Un monde hostile?
L’année suivante, j’entre dans les Pyrénées-Orientales par Canet-en-Roussillon. La deuxième plus grande ville du département se trouve au bord de la mer Méditerranée, à l’embouchure de la Têt. Ce fleuve, long de 115,8 kilomètres, traverse le Ribéral avant de rejoindre la belle bleue. Riberal qui signifie « irrigué » désigne les terres fertiles arrosées par le cours d’eau par opposition aux Aspres qui sont les terres arides. Île-sur-Têt en est la principale commune : elle abrite une architecture riche avec quelques monuments historiques classés comme l'église Saint-Étienne, l’hospice Saint-Jacques ou le monastère Saint-Clément de Reglell. Mais les monuments les plus remarquables de la zone sont ceux taillés par le vent et l’érosion : ce sont de grandes colonnes naturelles faites de roches friables, parfois couvertes d’une roche plus dure ayant été épargné par les sculpteurs de la nature. Elles forment le paysage étonnant des Orgues d’Île-sur-Têt. Au-delà de ces spectaculaires « cheminées de fée », je longe la rive méridionale du lac de la Vinça et une partie de la spectaculaire voie ferrée du petit train jaune de Cerdagne. Je traverse Prades, ancienne cité fortifiée fondée au IXe siècle et élégant village avec ses façades décorées, ses fontaines sculptées, ses oratoires et ses anciens lavoirs. Je visite Villefranche-de-Conflent entouré par une enceinte fortifiée et dont les rues ont conservé leur caractère médiéval.

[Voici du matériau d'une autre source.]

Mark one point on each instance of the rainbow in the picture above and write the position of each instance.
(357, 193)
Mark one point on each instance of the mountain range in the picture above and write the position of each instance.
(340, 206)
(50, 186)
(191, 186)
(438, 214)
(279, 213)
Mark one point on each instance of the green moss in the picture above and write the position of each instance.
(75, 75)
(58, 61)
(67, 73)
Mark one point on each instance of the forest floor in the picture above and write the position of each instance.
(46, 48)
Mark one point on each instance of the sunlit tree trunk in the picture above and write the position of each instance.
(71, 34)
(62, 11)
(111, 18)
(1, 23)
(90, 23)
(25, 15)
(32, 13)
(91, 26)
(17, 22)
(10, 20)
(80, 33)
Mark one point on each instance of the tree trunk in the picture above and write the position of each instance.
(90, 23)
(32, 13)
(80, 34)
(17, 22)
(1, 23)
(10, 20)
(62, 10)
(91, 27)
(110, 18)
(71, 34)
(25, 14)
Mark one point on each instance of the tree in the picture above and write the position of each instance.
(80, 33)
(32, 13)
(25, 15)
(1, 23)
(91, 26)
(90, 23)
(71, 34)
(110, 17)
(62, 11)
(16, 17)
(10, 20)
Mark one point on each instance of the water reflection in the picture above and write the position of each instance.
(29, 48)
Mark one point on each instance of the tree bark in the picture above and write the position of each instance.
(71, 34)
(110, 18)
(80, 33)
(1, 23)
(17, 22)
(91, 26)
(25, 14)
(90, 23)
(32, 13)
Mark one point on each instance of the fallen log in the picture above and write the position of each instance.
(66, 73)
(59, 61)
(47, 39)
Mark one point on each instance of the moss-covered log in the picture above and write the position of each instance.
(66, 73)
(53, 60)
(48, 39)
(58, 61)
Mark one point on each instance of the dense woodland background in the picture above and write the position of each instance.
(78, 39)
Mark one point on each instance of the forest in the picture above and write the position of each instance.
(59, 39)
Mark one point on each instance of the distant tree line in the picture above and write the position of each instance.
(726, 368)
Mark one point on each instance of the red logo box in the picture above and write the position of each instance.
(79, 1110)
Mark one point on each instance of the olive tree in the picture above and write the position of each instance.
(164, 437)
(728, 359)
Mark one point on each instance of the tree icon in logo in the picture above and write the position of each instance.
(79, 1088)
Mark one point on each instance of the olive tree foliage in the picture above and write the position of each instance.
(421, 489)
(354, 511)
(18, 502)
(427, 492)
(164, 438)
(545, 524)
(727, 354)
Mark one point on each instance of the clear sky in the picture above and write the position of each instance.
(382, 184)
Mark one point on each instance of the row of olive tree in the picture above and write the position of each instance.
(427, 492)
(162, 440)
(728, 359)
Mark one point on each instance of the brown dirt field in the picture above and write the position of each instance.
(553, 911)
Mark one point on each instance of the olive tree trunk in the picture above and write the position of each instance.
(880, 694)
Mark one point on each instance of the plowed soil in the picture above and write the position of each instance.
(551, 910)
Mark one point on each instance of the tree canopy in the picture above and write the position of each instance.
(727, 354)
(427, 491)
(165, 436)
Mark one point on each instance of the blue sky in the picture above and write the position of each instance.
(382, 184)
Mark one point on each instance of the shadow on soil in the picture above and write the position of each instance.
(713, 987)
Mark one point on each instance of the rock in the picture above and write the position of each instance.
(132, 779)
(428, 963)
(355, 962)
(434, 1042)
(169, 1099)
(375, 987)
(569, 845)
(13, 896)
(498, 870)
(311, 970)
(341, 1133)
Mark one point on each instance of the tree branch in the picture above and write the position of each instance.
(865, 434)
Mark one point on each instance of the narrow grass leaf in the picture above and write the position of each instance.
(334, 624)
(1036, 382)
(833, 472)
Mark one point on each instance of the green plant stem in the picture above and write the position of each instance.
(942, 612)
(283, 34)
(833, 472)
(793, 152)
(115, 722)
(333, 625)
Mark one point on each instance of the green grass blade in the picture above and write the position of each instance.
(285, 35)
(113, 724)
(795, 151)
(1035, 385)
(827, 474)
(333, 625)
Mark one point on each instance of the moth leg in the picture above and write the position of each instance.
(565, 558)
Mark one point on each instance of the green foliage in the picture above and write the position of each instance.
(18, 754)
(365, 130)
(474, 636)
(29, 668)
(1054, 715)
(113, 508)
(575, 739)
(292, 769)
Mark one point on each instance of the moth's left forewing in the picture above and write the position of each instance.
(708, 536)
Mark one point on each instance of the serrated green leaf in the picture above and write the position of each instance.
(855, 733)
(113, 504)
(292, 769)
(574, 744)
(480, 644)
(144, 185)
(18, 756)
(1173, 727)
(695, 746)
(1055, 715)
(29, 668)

Puis j’atteins le village de Thuès-Entre-Valls. C’est là que la rivière de la Carança se jette dans le fleuve de la Têt. Dans la partie basse de son parcours, elle traverse les gorges de la Carança où l’eau a creusé des failles étroites et des murailles verticales, hautes et lugubres. Un sentier aménagé les visite en empruntant des échelles en fer, des passerelles et des vires aériennes équipées de câbles. Au-dessus des gorges, je découvre la large vallée de la Carança où commence la haute montagne. Pour en profiter pleinement, j’y reste plusieurs jours et j’établis mon camp de base au refuge de la Carança. Cet ancien abri pastoral est devenu un refuge rustique « à l'ancienne », loin du bruit et de la foule. Il y a de quoi manger, une rivière pour se laver, du silence et de l’espace. Que demander de plus ?
Le premier jour, je monte vers l’est et le col de Pal par une forêt ombragée et odorante puis je parcours une large crête dénudée avant de gravir deux imposants sommets – Serre Gallinière (2 663 m) et Dona (2 702 m) – qui s’ouvrent sur les Pyrénées catalanes qu’elles soient françaises ou espagnoles. Le deuxième jour, je remonte la vallée vers le sud par un superbe chapelet de lacs jusqu’à l’estany Negre avant de gravir les pics supérieur (2 826 m) et inférieur (2 821 m) de la Vache. Le troisième jour, je monte sur le Gallinas (2 624 m) qui domine le refuge au nord. J’ai parcouru tous ces sommets avant que le flot des premiers estivants s’écoule dans ce vallon d’altitude. Là-haut, j’étais seul, suspendu sur la cime des rochers. Quel apaisement, quel réconfort et surtout quel contraste ! Il y a quelques jours, je vivais encore dans le monde normal si le mot peut s’employer ainsi : c’est un monde urbain soi-disant humanisé, civilisé. Maintenant, je vis dans un monde montagnard : c’est un monde naturel, soi-disant inhumain, sauvage. Un monde hostile, disent parfois les journalistes. Ici, je n’ai pas accès à toutes les distractions estampillées de civilisation que le monde urbain pourrait m’offrir. En revanche, ici, je peux savourer le grand air, l’espace et la tranquillité que le monde urbain ne peut plus m’offrir.